In one of the rooms at the Groningen Conservatory there was a cartoon on the wall with a wigged eighteenth-century music teacher telling his pupil: "Du sollst dieses Stückchen authentisch spielen, mein Junge!" ("You should play this piece authentically, my boy!")
From Laurie Trlak
Posted on May 5, 2008 at 12:15 AM
I am still learning how to play Baroque pieces (both the Bach Double and Handel's Sonatas), and listening to recordings of both, I am all too painfully aware of how little I know about how to play them! I'm not talking about technical facility; that is coming along. But as someone else has said here, you have to know the rules before you can break them. And as I admire the crisp fluency of the musicians in the recordings (one of whom is Heifetz), I know that before I can even begin to attempt my own interpretations, I have to know the language much better. So, I will stick with the score, following my teacher's suggestions, and learn as much as I can about historical practice. Only then will I attempt my own interpretation (within in the limits of good practice, of course).
From Anne Horvath
Posted on May 5, 2008 at 1:02 AM
Steal from the best, learn from the rest. Where that gets interesting is "the best" seems to keep changing and evolving with time...
From Terry Hsu
Posted on May 5, 2008 at 4:57 AM
I follow the score as closely as possible. But sometimes there is something in the score that doesn't totally make sense. Then, one has to use one's judgement about what the intent of the composer may have been. One's judgement/interpretation can be based on historical performance practice, other pieces of music by the same composer, possibly with different instrumentation, and how a similar motif was handled.

Also, in a string quartet, which is where I do most of my playing in, one has to resolve one's opinion with that of who one is playing with. Sometimes one can have a differing opinion and it still works within a piece, sometimes it is important that the motif is played the same way by all members.

From Ian S
Posted on May 5, 2008 at 1:58 PM
Liszt believed that written music was an imperfect representation of an abstract sonic material.
I think that this thought is important to consider when deliberating what a composer wanted, because I think that our search for what the composer wanted relies to heavily on literally interpreting the score.
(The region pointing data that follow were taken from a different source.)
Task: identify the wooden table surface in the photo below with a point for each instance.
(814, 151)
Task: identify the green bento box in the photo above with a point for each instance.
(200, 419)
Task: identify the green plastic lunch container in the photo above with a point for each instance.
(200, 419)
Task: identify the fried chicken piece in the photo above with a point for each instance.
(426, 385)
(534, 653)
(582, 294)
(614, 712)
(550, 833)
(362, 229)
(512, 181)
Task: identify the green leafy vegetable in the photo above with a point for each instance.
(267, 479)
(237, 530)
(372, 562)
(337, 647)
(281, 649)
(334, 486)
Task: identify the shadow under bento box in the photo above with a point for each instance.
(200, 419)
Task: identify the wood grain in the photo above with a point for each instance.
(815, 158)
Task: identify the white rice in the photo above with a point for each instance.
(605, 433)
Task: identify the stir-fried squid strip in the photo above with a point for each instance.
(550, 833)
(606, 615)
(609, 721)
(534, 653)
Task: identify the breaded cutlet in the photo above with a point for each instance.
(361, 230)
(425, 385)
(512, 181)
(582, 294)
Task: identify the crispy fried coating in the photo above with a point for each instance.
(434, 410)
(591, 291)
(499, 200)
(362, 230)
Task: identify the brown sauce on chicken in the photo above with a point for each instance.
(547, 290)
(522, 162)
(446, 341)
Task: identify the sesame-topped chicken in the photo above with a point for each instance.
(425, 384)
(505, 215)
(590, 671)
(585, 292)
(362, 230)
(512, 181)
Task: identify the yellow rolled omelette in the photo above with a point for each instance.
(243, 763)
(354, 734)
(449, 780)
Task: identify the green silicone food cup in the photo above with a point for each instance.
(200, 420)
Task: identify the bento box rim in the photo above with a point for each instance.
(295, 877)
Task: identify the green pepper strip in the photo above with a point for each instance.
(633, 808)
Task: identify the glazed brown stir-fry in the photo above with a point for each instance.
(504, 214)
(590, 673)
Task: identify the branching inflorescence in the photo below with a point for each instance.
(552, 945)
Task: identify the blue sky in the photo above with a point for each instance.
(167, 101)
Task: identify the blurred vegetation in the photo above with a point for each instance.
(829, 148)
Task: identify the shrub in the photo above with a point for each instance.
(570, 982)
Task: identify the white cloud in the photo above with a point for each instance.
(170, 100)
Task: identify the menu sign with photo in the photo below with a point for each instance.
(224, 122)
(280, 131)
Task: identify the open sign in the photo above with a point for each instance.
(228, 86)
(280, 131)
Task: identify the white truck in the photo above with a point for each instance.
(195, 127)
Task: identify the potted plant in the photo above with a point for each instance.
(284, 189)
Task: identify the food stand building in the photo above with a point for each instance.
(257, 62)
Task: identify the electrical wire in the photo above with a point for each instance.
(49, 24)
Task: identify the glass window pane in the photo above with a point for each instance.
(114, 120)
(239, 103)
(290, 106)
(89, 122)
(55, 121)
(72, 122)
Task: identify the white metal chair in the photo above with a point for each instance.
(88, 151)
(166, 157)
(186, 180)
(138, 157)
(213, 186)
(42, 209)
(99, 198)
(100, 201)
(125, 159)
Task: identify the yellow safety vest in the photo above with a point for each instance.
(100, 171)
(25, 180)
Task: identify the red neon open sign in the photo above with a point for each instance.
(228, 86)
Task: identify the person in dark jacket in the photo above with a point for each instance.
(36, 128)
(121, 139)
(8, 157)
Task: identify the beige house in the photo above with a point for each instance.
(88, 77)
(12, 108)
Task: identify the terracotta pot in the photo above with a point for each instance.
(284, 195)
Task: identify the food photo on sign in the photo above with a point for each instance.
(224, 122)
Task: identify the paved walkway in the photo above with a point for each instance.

For instance, I played in an orchestra with Neville Marriner, and he had half of the second violins play spiccato in the opening. It's very clearly marked slurred, but in his opinion, it added a clarity that would actually approach what Mozart would have likely wanted. At the same time, I don't change notes or rhythms or rearrange articulartions (gee, I think that I should slur the last movement of the 2nd Wieniawski concerto).
From Ian S
Posted on May 5, 2008 at 2:10 PM
EDIT: Opening of Mozart Sym. 41, last movement.